The dispute centres on a flat at Sea View Villa on Brookhill Road in Ramsey for which Vicki Ann Skellcorn was the leasehold owner.

She alleges the the management company which owned the freehold breached the conditions of her lease by failing to properly maintain the property.

Ms Skellcorn contended that, as long ago as November 2018, Ramsey Town Commissioners became concerned about the condition of the building - and after an inspection instructed the freehold owner to carry out repairs.

During the course of 2019 she sent no fewer than eight letters to AA Property Management Ltd requiring them to bring the property into an acceptable state of repair.

Following the respondent’s alleged failure to act, she began legal proceedings which included a claim for general damages.

The case came before Deemster John Needham in September 2020 when he made it clear that the matter would best be resolved by the parties agreeing to mediate.

But almost five years later, the matter was brought back before the Deemster as the parties had not managed to resolve their differences.

This time, he ruled that the personal injury part of the claim be struck out due to the length of time that had elapsed.

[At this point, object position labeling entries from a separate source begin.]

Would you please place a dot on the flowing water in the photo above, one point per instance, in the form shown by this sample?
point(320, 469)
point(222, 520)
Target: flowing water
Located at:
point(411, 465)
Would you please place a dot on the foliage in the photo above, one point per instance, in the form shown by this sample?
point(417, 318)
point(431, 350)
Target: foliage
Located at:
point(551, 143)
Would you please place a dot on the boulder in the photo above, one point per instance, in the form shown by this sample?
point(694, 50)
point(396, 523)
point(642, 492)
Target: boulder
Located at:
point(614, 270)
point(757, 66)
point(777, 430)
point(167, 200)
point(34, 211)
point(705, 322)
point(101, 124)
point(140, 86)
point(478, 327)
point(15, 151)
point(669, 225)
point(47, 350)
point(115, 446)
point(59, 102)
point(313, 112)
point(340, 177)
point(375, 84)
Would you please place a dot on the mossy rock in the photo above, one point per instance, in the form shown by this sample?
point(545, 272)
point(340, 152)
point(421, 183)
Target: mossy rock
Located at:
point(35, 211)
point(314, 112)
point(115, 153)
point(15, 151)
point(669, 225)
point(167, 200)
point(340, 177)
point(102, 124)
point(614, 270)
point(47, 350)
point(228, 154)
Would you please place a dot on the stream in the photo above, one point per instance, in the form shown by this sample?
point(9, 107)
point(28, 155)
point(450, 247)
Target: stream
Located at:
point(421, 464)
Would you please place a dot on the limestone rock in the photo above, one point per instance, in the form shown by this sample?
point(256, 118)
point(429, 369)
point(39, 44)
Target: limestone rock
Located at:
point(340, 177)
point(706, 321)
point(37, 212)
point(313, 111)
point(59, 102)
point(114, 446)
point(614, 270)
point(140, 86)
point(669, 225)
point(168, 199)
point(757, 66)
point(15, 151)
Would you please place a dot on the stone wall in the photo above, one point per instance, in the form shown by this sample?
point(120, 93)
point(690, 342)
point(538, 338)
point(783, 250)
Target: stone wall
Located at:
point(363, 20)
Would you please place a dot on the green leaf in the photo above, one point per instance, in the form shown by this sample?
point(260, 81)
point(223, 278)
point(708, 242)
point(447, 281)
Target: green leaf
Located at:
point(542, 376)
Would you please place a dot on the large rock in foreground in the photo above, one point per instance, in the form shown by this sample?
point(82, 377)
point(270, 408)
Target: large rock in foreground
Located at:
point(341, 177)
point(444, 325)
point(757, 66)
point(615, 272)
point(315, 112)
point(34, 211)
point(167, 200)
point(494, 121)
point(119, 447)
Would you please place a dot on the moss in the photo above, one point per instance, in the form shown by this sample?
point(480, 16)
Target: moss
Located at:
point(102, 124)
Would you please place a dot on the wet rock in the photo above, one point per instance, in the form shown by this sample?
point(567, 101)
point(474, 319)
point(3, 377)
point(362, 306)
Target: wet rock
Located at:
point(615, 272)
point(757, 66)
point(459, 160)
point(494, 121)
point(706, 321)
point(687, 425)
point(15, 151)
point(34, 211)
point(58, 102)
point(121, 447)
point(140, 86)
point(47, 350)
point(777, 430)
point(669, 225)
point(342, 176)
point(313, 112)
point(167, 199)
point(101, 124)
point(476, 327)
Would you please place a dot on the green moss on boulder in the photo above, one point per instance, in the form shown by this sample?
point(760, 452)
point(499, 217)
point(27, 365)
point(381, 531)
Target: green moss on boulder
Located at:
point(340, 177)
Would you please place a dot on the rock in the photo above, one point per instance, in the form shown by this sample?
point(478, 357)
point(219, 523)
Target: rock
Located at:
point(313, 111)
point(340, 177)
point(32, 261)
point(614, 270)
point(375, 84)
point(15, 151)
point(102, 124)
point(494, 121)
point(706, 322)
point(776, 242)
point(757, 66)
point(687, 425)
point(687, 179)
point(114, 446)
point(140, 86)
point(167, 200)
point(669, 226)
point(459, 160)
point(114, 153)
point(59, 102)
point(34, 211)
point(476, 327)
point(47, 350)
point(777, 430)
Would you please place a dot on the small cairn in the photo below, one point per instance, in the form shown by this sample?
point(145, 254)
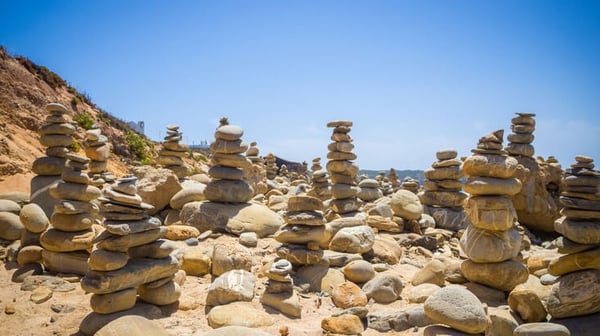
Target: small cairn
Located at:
point(67, 242)
point(228, 164)
point(442, 197)
point(304, 231)
point(491, 240)
point(271, 166)
point(56, 135)
point(173, 151)
point(279, 292)
point(577, 291)
point(97, 148)
point(130, 258)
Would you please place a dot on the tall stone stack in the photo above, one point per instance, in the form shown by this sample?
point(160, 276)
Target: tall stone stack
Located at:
point(271, 166)
point(130, 258)
point(304, 231)
point(228, 164)
point(97, 148)
point(56, 135)
point(577, 291)
point(342, 170)
point(173, 151)
point(70, 238)
point(537, 204)
point(442, 197)
point(491, 240)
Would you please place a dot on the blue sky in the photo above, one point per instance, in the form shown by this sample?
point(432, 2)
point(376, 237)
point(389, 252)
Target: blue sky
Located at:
point(413, 76)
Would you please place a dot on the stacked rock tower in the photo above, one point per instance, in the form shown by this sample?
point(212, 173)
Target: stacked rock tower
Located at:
point(492, 240)
point(173, 151)
point(56, 135)
point(442, 197)
point(97, 148)
point(342, 170)
point(577, 291)
point(68, 242)
point(228, 164)
point(129, 258)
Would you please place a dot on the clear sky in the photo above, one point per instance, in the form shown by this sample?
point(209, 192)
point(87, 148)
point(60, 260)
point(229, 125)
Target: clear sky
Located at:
point(413, 76)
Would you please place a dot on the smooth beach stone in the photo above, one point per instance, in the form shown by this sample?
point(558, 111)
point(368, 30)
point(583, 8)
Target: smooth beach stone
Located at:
point(61, 241)
point(476, 185)
point(33, 218)
point(113, 302)
point(228, 191)
point(490, 166)
point(574, 262)
point(137, 272)
point(458, 308)
point(500, 275)
point(66, 262)
point(119, 243)
point(74, 191)
point(130, 227)
point(495, 213)
point(104, 260)
point(446, 154)
point(483, 246)
point(445, 173)
point(304, 203)
point(53, 140)
point(48, 165)
point(229, 132)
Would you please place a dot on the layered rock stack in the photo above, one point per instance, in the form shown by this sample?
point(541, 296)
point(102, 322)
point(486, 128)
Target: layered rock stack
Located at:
point(173, 151)
point(577, 291)
point(537, 203)
point(342, 170)
point(68, 242)
point(279, 292)
point(271, 166)
point(304, 231)
point(56, 135)
point(130, 258)
point(228, 164)
point(492, 240)
point(97, 148)
point(442, 196)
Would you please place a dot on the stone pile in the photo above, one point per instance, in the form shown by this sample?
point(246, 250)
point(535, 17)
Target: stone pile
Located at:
point(97, 148)
point(228, 164)
point(577, 291)
point(279, 292)
point(271, 166)
point(442, 195)
point(492, 241)
point(68, 242)
point(304, 231)
point(173, 151)
point(56, 135)
point(130, 258)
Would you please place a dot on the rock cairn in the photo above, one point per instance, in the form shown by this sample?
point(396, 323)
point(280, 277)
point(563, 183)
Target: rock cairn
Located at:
point(279, 292)
point(577, 291)
point(130, 258)
point(492, 240)
point(68, 242)
point(97, 148)
point(442, 196)
point(56, 135)
point(173, 151)
point(536, 204)
point(271, 166)
point(304, 231)
point(342, 170)
point(228, 164)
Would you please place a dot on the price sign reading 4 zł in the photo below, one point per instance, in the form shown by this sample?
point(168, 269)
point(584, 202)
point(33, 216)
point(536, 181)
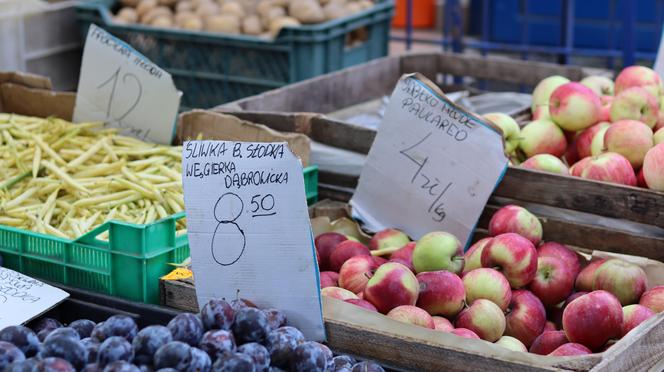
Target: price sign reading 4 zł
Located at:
point(122, 88)
point(431, 167)
point(249, 230)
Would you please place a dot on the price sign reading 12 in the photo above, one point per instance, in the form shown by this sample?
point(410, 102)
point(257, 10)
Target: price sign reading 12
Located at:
point(124, 89)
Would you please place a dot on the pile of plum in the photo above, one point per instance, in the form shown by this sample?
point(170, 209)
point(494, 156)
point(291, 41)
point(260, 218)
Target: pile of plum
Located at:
point(224, 337)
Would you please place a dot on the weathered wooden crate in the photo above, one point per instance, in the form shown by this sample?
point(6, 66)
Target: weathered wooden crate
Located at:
point(618, 218)
point(414, 348)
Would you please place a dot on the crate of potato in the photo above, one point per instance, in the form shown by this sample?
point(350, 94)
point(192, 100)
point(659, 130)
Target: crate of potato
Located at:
point(224, 50)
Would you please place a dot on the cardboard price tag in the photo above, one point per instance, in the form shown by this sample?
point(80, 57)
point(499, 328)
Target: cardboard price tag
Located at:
point(249, 230)
point(122, 88)
point(431, 167)
point(23, 298)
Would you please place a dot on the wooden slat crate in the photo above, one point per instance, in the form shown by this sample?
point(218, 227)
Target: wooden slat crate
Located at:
point(414, 348)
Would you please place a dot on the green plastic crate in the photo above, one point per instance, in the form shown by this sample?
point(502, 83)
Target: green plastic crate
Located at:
point(128, 265)
point(212, 68)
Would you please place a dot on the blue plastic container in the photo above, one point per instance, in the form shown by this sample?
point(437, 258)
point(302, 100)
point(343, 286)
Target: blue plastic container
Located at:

But Ms Skellcorn appealed and the appeal court has now ruled in her favour.

In a judgment, it concluded that the Deemster erred in striking out the personal injuries part of the claim.

The appeal court said consideration should have been given to an alternative to the sanction of striking out.

One such alternative, it said, could have been for the Deemster to proceed to try the action regarding ‘the bricks and mortar’ and adjourn the question of damages for personal injury to a later date.